How to maximise a matrix subject to constraints?
June 14, 2009 5:16 AM   Subscribe

Optimisation problem: trying to find the subset of my data that meets a couple of constraints.

I have a data set with 200 columns and 20 rows of numbers. I am trying to find the 20 columns that make the mean of all values in the resulting 20 x 20 data set as large as possible--subject to the constraint that no row in the 20 x 20 set can have a mean value below a particular figure.

I have access to a range of software tools (Excel, Mathematica, SPSS). I know how to specify the constraint if I were going for a brute force solution, but obviously that's not going to be feasible here. All suggestions greatly appreciated. . . . .
posted by muhonnin to Science & Nature (18 answers total)
Hm, fun problem. I'll think about it for a bit, and think about how to include that constraint, but here's a quick thing that can make the calculation easier: I think to find the 20x20 matrix with the largest mean, you can simply calculate the mean of each column, and then take the top 20 of those. But now how to include that constraint, hm.....
posted by losvedir at 6:32 AM on June 14, 2009

With a relatively small matrix, a brute force solution would probably work fine. This would be annoying to write in Excel, but seems pretty straightforward in any programming language that can handle arrays or matrices well. I don't have the budget to use Mathematica, but I wrote up a quick solution in R below (using random data). Haven't done any debugging, but I don't think there are huge problems with it.

# set up some parameters
number.of.columns <> number.of.rows <> small.matrix.size <> minimum.row.cutoff <>

# make some random data
m <>

# initialize the results vectors
min.row.mean <> matrix.mean <>
# calculate the averages
for (i in 1:length(matrix.mean)) {
small.m <> min.row.mean[i] <> matrix.mean[i] <> }

# find the solution
max(matrix.mean[min.row.mean > minimum.row.cutoff])
posted by eisenkr at 6:53 AM on June 14, 2009

hmm... that code got butchered via the posting mechanism. I'll mefi mail you the code, hopefully it won't get destroyed that way.
posted by eisenkr at 6:54 AM on June 14, 2009

the mean of all values

Do you mean the mean across rows, columns, or both?
posted by a robot made out of meat at 8:44 AM on June 14, 2009

Oh, I guess that it doesn't matter.
posted by a robot made out of meat at 8:46 AM on June 14, 2009

How pathologic is the dataset? Are the column means close? Variances? Are the rows values roughly evenly distributed? If you just use the 20 biggest columns how many of your rows violate the minimum condition? I was starting to think of guided searches for good columns, but the strategy depends on what the data look like.
posted by a robot made out of meat at 8:58 AM on June 14, 2009

eisenkr: the problem is that there are choose(200,20) = 1.6e+27 possible choices of columns.
posted by a robot made out of meat at 9:00 AM on June 14, 2009

Well, the mean (really the sum, save yourself a division) of your matrix is linear in the mean (sum) of the columns. If it wasn't for the constraint on your rows, you'd get the answer by just picking the 20 columns with the highest sums.

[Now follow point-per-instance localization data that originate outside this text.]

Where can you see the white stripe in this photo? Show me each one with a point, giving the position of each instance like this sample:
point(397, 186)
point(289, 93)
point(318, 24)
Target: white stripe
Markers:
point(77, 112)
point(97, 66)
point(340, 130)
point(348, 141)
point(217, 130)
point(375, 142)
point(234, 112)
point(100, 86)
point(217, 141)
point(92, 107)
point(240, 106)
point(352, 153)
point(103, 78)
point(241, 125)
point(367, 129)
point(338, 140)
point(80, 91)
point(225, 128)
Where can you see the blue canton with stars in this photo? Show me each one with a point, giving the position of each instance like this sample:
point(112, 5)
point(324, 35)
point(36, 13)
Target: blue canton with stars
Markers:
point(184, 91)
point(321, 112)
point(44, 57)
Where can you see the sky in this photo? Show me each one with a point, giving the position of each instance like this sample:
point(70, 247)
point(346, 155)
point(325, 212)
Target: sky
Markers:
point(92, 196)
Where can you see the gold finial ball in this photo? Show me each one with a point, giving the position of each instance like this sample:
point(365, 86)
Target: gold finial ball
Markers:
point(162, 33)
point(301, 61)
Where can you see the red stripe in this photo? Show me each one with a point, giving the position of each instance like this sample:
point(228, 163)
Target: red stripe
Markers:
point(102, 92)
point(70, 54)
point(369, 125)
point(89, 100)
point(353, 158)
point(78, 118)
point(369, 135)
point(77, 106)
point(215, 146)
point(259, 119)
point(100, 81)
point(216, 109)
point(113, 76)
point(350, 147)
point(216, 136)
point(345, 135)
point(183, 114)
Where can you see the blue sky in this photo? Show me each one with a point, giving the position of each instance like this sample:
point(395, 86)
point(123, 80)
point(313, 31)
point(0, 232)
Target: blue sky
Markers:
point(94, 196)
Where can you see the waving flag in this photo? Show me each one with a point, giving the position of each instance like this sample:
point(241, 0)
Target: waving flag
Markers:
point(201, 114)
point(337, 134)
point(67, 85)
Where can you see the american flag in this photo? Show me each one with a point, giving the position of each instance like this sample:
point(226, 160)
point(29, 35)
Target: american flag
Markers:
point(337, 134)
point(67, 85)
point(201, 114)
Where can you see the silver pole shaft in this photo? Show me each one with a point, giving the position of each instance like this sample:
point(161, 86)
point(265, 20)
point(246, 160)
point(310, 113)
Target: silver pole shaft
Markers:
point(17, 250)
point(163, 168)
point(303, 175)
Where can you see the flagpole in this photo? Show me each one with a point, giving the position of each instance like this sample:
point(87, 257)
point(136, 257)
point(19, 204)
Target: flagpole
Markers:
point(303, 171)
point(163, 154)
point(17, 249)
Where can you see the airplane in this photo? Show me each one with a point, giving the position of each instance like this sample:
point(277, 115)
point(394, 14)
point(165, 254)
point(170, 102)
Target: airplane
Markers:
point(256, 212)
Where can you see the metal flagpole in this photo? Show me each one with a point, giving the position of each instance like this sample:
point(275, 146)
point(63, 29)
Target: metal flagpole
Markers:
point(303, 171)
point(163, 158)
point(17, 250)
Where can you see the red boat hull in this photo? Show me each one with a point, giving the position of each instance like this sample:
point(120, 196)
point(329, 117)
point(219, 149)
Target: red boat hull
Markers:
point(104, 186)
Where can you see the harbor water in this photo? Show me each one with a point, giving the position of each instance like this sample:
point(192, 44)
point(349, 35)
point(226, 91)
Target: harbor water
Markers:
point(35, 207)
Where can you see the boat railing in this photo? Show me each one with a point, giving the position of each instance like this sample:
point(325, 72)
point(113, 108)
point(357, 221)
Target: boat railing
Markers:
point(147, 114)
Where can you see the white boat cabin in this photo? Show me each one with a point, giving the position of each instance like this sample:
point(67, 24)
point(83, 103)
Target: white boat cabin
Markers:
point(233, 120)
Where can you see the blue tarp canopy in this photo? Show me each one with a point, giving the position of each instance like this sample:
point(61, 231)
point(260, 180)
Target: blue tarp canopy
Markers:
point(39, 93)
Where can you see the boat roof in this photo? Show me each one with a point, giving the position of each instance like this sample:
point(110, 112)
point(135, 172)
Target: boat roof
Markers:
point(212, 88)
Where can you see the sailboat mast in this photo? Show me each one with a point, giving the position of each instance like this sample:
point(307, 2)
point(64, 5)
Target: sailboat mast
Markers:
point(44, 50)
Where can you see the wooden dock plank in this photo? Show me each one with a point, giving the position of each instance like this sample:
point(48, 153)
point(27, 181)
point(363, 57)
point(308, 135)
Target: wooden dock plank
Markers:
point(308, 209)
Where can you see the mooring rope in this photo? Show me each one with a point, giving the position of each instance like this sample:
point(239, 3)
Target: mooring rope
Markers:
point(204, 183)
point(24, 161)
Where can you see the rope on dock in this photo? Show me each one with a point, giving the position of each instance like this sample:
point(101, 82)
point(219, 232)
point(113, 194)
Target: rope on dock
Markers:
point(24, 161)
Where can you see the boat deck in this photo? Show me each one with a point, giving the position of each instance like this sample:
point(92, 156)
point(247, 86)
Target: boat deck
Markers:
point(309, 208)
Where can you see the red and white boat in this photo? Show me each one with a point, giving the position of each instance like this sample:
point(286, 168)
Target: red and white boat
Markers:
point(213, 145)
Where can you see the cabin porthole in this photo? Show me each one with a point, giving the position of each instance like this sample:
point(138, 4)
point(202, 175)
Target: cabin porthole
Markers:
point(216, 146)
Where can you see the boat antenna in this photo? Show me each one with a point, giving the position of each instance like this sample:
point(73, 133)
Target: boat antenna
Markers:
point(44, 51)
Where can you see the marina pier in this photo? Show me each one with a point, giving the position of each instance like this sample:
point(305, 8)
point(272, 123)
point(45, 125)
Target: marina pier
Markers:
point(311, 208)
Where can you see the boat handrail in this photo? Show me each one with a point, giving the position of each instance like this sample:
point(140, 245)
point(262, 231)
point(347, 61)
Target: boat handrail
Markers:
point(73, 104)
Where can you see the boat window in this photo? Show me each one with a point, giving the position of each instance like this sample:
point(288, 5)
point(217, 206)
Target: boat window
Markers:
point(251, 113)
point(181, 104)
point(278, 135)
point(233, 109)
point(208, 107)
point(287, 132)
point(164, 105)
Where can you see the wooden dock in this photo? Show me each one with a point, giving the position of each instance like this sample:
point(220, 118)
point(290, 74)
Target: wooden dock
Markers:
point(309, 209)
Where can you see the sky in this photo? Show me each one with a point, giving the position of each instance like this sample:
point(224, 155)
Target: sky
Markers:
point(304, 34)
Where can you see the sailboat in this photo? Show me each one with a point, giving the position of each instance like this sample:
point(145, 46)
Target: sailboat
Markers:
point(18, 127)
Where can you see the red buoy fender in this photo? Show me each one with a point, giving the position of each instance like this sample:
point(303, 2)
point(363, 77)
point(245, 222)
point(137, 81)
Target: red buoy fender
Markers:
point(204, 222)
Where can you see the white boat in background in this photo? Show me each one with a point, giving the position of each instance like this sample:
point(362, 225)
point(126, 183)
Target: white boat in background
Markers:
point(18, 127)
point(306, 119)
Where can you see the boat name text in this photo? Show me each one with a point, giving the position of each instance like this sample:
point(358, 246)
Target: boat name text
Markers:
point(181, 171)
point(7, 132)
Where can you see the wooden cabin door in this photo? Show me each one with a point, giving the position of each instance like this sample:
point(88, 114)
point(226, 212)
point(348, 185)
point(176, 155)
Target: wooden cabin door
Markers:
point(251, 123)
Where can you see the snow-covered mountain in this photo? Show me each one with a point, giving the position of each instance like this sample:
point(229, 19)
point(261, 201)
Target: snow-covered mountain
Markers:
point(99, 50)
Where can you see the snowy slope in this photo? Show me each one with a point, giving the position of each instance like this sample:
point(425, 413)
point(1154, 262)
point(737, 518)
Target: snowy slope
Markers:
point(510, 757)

I agree with a robot made out of meat that it depends on the nature of the data, in particular, how common problematic rows are.
posted by atrazine at 9:42 AM on June 14, 2009

See, I was thinking that you could brute force it by starting with the greatest possible sum, then working your way down and checking for your constraint at each combination of columns until you find a match, but whether that would work depends on how far you'd have to go before hitting a matching combination.

Even that's not so easy because it's much easier to find the maximum than it is to find the second highest.
posted by atrazine at 9:47 AM on June 14, 2009

I've been making progress and have been able to discard some data so that I now have 45 columns and 15 rows, but this still isn't enough to allow a brute force solution. The data are fairly problematic; looking at the top 1000 or so combinations of 20 columns, I get no fewer than 3 rows (and not always the same 3) which violate the constraint. I'm focusing now on seeing whether there is any solution which meets my criteria, rathr than finding the best one.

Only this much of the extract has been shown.